Table 5. Solar Jobs with the Highest Estimated Base Pay on Glassdoor

Job Category Estimated Base Pay
Chief Operating Officer $153,797
Data Engineer $112,641
Strategy Manager $112,591
Engineering Manager $112,172
Finance Manager $110,319
Scientific Advisor $109,993
Systems Engineer Staff $104,608
Product Manager $103,729
Software Engineer $102,191
Inside Sales Manager $98,794
Firmware Engineer $96,878
Electronics Engineer $95,045
Manufacturing Engineer $92,667
Systems Engineer $91,907
Energy Engineer $91,445
Average (All Solar Jobs) $63,049

Source: Glassdoor Economic Research (


Is a jobs boom in the solar energy sector on the way? Although official projections from the Bureau of Labor Statistics expect these to be the fastest growing roles over the next decade, our analysis of Glassdoor job postings shows hiring has remained stunted over the past year and a half — signs of a solar industry undergoing significant change and facing uncertainty from changing regulations and tariffs.

Our analysis shows that working in solar today does not necessarily mean working in the energy industry. We found a significant number of solar job opportunities in government, educational institutions, finance and other sectors. The need to finance solar energy projects, staff solar construction sites, offer guidance through solar consulting, conduct nonprofit research on solar energy markets and more has led to solar hiring in a surprising number of industries.

Although we don’t find evidence of a solar hiring boom today, jobs in this field are diverse and not only tend to pay well above the U.S. average, but are available in many large U.S. metros.

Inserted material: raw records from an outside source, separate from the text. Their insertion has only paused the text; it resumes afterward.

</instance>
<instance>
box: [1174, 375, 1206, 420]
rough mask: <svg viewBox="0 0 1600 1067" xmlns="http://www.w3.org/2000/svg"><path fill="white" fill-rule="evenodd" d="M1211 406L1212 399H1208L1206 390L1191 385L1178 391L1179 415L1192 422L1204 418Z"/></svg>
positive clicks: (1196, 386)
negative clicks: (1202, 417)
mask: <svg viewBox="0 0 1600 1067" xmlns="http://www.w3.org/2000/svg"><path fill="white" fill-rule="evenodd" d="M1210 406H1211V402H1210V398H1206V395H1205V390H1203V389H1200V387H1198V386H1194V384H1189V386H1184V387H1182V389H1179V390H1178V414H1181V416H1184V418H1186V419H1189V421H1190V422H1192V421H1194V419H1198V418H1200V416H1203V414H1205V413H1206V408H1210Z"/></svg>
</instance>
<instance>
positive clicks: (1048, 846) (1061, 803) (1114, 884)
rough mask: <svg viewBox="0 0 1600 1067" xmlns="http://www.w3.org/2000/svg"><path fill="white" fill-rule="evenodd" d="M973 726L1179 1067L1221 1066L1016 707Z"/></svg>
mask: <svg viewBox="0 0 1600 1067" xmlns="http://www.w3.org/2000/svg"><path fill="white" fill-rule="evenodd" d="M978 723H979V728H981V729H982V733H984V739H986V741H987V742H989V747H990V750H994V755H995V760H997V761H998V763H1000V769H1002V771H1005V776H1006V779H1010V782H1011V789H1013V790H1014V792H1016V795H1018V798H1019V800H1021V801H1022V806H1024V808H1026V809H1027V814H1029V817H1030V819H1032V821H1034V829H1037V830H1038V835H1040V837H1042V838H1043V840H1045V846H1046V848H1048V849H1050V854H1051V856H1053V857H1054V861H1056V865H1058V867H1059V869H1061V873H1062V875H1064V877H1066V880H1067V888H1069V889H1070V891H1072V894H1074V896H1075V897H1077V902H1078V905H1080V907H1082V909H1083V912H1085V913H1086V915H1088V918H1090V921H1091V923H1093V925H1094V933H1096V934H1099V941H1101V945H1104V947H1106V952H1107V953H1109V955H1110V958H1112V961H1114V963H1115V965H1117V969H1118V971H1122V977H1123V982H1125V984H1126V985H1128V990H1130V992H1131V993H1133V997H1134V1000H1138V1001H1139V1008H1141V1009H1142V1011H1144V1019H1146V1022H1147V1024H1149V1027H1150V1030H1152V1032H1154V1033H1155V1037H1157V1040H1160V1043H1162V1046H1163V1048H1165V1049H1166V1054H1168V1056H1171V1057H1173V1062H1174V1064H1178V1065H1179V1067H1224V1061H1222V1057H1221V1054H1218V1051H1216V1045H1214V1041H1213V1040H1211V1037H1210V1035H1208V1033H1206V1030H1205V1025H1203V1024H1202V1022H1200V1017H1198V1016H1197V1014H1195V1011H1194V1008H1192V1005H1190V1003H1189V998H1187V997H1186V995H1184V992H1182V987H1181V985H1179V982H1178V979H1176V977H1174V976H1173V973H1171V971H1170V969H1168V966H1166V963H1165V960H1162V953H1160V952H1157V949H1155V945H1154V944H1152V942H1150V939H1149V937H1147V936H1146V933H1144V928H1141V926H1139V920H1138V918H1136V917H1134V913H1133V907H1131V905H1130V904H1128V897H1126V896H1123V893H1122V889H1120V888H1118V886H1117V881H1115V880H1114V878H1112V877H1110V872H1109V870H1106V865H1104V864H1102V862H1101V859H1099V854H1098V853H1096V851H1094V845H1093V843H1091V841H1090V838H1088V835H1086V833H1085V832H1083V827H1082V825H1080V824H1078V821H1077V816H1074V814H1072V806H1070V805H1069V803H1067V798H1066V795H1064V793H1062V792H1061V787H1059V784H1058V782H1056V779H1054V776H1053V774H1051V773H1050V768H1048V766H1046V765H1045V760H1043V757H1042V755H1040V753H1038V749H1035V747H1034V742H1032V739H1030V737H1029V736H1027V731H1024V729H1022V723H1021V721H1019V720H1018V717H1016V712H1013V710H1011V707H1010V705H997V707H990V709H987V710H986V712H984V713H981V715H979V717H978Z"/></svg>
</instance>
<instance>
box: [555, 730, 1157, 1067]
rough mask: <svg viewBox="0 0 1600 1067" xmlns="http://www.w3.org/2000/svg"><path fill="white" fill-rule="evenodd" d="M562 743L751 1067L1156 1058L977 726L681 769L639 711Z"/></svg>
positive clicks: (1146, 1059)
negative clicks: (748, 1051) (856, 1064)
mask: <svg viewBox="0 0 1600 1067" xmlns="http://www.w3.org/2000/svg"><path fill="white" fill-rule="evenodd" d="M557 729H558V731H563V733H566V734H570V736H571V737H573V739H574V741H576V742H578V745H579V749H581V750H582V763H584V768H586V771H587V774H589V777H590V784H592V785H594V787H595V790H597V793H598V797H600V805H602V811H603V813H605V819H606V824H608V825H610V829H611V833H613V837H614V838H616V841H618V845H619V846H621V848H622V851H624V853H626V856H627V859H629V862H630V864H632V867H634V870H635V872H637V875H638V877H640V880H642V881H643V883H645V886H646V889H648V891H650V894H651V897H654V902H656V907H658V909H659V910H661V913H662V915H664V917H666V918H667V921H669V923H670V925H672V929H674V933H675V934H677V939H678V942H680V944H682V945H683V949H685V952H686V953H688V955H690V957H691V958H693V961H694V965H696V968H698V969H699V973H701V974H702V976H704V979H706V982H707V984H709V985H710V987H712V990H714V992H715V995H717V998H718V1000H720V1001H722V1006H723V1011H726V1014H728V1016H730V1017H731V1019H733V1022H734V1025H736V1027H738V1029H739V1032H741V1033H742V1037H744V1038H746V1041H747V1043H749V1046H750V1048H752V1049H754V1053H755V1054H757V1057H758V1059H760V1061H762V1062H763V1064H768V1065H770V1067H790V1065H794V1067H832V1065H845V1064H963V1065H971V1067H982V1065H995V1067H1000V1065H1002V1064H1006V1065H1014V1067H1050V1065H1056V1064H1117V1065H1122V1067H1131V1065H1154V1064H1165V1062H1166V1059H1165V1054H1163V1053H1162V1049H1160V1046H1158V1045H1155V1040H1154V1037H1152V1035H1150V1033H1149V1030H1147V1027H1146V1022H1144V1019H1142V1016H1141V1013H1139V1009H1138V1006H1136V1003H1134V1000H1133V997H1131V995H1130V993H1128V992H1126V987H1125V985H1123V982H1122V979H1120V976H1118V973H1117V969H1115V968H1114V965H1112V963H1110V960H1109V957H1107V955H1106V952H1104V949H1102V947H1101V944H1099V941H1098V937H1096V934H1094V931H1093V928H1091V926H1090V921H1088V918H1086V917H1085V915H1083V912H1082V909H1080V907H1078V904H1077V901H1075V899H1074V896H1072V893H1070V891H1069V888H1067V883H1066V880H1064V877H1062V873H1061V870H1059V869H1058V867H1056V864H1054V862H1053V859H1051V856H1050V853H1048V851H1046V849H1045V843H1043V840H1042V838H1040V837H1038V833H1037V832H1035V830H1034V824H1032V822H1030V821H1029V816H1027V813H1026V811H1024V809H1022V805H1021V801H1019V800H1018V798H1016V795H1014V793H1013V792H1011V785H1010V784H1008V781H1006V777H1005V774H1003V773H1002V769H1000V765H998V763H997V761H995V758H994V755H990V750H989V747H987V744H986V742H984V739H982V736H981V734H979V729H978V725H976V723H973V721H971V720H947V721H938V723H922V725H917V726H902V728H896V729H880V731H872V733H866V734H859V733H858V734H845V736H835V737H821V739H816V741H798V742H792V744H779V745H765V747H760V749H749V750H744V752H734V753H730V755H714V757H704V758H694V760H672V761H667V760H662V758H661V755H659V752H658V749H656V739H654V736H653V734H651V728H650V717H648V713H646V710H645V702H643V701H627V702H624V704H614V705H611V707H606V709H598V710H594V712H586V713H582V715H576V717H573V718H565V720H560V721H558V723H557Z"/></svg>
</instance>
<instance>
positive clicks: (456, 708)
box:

Whether the solar energy rebounds in 2018 or beyond, we’ll be watching the landscape of solar energy hiring closely.


1. Based on the June 2018 JOLTS job openings rate for the transportation, warehousing and utilities sector. Available at

2.Glassdoor Local Pay Reports, U.S. average base pay for full-time workers as of June 2018.